Gastar dinheiro público para o luxo da alta cúpula do Judiciário não é crime, mas é no mínimo um desrespeito com os cidadãos pagadores de impostos. Flagrados nesse gasto nababesco, veio a infame nota para a imprensa dizendo que “Não havia no edital a exigência de que os carros fossem da marca Audi”. Aí já temos o primeiro deboche ou, no mínimo, a certeza de que basta usar meia dúzia de termos técnicos e o povo acaba deixando pra lá, subestimando nossa inteligência.
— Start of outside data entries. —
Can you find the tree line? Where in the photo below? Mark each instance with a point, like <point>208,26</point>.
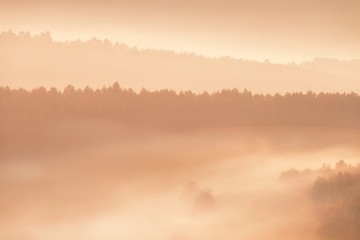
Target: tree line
<point>185,109</point>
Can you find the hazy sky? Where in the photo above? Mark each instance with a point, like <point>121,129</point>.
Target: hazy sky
<point>279,30</point>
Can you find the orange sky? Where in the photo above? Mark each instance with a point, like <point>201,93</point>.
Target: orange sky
<point>278,30</point>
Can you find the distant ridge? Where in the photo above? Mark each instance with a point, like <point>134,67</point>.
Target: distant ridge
<point>29,61</point>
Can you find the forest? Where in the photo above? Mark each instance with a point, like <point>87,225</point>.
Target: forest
<point>167,109</point>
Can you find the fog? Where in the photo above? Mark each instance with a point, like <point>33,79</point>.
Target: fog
<point>224,183</point>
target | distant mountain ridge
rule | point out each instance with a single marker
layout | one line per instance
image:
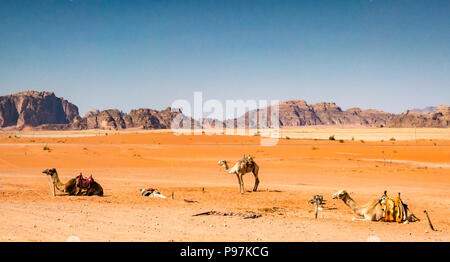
(45, 111)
Não é bem assim: no tal edital, havia algumas especificações muito detalhadas e que só poderiam ser cumpridas por modelos específicos de marcas como BMW, Mercedes Benz e Audi: distância entre eixos de 2.820mm, comprimento de 4.760mm, largura de 1.846mm, altura de 1.400mm. Nenhum contribuinte é tão burro e ingênuo para não perceber como usaram o sistema e a burocracia que nos assolam para conseguir o exato benefício luxuoso que almejavam.
A nota afirma também que “há ainda o cunho social do propósito, com a doação dos atuais veículos da Administração a órgãos públicos e entidades beneficentes e assistenciais”. Que veículos são esses? Carros como um Kia Cadenza e um Ford Fusion com 10 anos de uso e que certamente darão muita despesa de combustível, seguro e manutenção à coitada da entidade beneficente que ganhar esse “presente”.
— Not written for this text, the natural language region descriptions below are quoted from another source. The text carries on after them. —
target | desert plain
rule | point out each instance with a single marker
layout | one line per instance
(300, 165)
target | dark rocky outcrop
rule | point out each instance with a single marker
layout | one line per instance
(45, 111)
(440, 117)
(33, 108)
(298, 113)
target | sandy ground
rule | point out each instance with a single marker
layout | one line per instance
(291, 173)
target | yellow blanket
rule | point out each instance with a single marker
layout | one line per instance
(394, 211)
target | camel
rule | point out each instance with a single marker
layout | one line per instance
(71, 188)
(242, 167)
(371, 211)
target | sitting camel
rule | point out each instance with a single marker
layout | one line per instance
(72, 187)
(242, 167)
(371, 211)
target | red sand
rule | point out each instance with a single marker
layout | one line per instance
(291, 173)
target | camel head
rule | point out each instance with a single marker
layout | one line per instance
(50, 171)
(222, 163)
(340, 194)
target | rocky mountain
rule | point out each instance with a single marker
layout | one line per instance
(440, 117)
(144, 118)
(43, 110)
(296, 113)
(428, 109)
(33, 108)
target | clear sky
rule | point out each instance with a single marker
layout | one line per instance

Mas o que realmente me tirou do sério foi o final da nota que diz “os recursos são próprios do Judiciário”, como se a fortuna que sustenta a casta privilegiada da alta cúpula caísse magicamente dos céus. Alguém precisa avisá-los de que se trata de recursos próprios que não são deles, são dos contribuintes. Esse total de R$ 1,79 milhão não pertence ao Judiciário, ele saiu do meu bolso, do bolso dos leitores, do cinto apertado de todos nós extorquidos por uma máquina estatal inchada e ineficiente.
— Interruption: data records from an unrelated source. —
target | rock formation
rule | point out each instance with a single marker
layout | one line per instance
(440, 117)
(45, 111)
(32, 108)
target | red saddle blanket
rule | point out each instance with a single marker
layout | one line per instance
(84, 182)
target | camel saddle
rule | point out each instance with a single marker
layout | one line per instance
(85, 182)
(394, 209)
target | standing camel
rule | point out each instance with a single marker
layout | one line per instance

Se o que pagamos em impostos realmente cumprisse o ciclo a que se destina e voltasse para o bem da sociedade, esses quase dois milhões de reais seriam investidos em escolas, em estruturas comunitárias, em melhorias na segurança nas ruas para todos. Só que esse dinheiro estará transportando pessoas que, sem dúvida, estão completamente descoladas da realidade do estado e acham normal usar o dinheiro público para garantir privilégios. O sistema, a legislação e a falta de bom senso das nossas autoridades permitem esse tipo de coisa. Ao menos ainda podemos nos indignar. Do jeito que a coisa anda, em breve, nem isso será possível.